Now I am sure most of you are wondering if this is impossible, what happened at Fukushima? The other indent that INES classified as a Level 7 event does have much in common with Chornobyl, mainly some notable design flaws and the tabloid journalism applied to the event by mainstream media. While the design flaws are not a grievous as the ones that plagued the Chornobyl reactor, it seems that the engineers lacked common sense. According to an article on theconversation.edu.au, not only were the emergency backup generators place in the basement when the are was know for flooding, but the flood wall was only 5.5 meters high, despite the fact that the same area has been hit by two tsunamis weighing in at 30 meters before the the plant was even built.
Approximately 20,000 people were killed when the earthquake and tsunami stuck. While this is a horrific loss of life, and a truly sorrowful disaster of epic proportions, most people will be truly perplexed by how many of these deaths were contributed to the power plant. A whopping five people were killed, and of these, an appalling zero died from radiation. One was crushed by a crane during the earthquake, two others were carried away by the tsunami, and another died of a heart attack. The last man’s death will remain a mystery, as the company won’t reveal any information except to confirm that it was not due to radiation.
This particular reactor was built in 1971, making it older than the Chornobyl reactor. Yet it was still able to survive an earthquake and a tsunami in quick succession, two of mother nature’s most brutal and destructive whims, without claiming a single life on its own. Needless to say, the reactors that are in production now are far more advanced and contain far more safety regulation than were present in the Fukushima reactor.
The final incident took place at Three Mile Island, not far from here, and was considered a Level 5 event. In this case a partial meltdown started, and the safeties that were in place engaged exactly as they were supposed, completely shutting down the reactor. Little to no radiation was released from the plant and absolutely zero deaths were involved.
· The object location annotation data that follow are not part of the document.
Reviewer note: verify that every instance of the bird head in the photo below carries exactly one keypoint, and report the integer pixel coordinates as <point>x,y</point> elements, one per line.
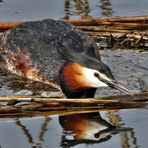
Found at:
<point>82,73</point>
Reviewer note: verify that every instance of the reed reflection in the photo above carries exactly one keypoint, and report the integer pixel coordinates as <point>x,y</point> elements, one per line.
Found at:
<point>88,128</point>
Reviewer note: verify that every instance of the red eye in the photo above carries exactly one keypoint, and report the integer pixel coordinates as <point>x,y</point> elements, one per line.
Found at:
<point>96,74</point>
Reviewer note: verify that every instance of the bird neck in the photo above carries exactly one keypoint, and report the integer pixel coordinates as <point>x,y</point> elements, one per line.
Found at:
<point>73,83</point>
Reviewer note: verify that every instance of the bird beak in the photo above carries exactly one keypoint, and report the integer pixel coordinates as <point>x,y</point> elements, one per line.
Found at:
<point>116,85</point>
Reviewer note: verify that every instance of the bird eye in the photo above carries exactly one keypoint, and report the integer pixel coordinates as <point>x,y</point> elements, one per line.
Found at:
<point>96,74</point>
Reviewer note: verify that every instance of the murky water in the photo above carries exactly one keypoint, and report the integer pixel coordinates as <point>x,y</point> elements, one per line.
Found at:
<point>119,128</point>
<point>11,10</point>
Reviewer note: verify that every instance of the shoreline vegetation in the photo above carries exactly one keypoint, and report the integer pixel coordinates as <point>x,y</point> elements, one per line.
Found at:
<point>113,32</point>
<point>129,32</point>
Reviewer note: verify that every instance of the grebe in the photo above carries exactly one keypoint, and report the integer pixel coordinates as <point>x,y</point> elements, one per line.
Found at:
<point>56,53</point>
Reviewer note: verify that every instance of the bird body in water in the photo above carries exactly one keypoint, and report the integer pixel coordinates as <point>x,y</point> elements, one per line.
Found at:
<point>56,53</point>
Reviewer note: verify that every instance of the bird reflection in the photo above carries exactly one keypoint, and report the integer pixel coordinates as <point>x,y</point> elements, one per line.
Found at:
<point>87,128</point>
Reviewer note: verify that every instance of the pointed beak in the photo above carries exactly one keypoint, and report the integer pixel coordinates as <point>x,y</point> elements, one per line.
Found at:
<point>116,85</point>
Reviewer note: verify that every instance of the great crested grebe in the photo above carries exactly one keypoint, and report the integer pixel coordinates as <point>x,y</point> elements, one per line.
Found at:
<point>56,53</point>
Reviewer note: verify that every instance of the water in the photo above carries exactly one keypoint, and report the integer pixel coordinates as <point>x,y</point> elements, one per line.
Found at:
<point>36,9</point>
<point>79,131</point>
<point>126,128</point>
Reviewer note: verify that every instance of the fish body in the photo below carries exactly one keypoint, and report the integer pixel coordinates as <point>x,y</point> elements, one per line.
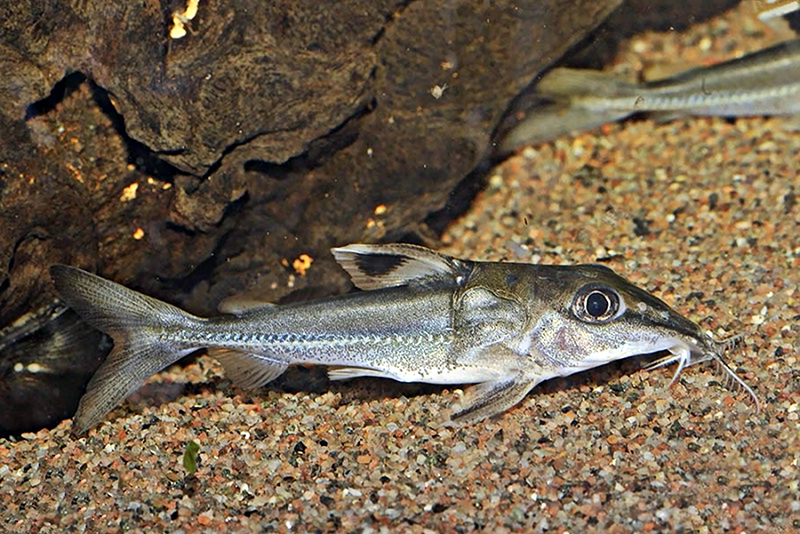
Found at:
<point>420,317</point>
<point>766,82</point>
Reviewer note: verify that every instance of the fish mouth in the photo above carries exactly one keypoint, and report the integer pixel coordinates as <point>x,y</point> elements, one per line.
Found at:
<point>702,350</point>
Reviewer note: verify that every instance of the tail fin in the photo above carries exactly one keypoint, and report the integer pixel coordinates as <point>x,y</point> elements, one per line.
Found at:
<point>135,322</point>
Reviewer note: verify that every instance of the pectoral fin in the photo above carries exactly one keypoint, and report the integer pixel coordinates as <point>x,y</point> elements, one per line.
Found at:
<point>491,398</point>
<point>378,266</point>
<point>247,370</point>
<point>346,373</point>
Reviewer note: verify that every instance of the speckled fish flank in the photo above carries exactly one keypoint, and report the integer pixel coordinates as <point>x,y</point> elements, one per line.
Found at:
<point>420,317</point>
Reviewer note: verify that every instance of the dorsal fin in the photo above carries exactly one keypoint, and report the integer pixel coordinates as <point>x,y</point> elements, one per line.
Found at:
<point>378,266</point>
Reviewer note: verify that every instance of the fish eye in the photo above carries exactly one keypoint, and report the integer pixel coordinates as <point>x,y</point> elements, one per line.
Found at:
<point>595,304</point>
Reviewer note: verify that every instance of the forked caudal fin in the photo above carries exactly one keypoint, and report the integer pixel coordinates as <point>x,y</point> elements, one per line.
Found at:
<point>133,321</point>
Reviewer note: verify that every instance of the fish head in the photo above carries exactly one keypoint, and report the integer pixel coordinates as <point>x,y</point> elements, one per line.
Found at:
<point>586,315</point>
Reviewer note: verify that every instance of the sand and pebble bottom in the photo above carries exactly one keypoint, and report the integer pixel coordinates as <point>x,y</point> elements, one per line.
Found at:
<point>705,213</point>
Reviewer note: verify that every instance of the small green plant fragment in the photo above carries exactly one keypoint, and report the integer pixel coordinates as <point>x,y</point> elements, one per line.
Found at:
<point>190,457</point>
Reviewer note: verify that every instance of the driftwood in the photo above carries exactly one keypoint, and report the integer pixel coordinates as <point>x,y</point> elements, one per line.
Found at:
<point>269,131</point>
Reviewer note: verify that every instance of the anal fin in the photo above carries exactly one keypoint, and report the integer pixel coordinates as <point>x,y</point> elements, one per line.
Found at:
<point>248,370</point>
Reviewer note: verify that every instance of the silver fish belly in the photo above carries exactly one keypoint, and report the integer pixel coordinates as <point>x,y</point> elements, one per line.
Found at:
<point>766,82</point>
<point>420,317</point>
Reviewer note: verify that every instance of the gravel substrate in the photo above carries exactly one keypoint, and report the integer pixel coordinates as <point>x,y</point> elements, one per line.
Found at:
<point>703,212</point>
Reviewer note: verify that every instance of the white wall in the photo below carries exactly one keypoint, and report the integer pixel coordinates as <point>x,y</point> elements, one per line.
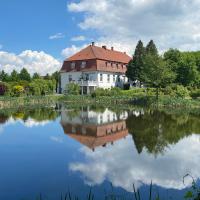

The only reason this incident is even worth mentioning is because it a perfect example of how well protected these systems are.
An Internet marketer named Seth Godin performed a study in 2008 on energy production methods and safety by comparing the deaths attributed to each and the energy it contributes, and made a surprising discovery. Out of all viable sources of energy, nuclear is, by no small margin, the least deadly. For every one person who is killed due to nuclear energy, 4,000 deaths are attributed to coal. That means that for each and every one of those 4,000 people who died at Chornobyl, coal has caused another 4,000 deaths each, or in other words, 4,000 Chornobyls.
In China, coal kills 500,000 people a year. To put it differently, in three days as many people will die in China from coal as have died in over 60 years across the entire world from nuclear energy. I find this both mind -boggling and disturbing. Coal isn’t the only culprit either. Oil kills 900 times, and biofuel 300 times the number of people nuclear energy kills per terawatt hour.
Even the next safest from of alternative energy, hydro-electricity, still kills more than twice as many people as nuclear power does, and these calculations include the deaths caused by Chornobyl. If Chornobyl had never happened, as it never should have, the number of deaths per terawatt hour due to nuclear energy would be a decimal followed by so many zeros that even the most insane math teach would tell you just to write zero.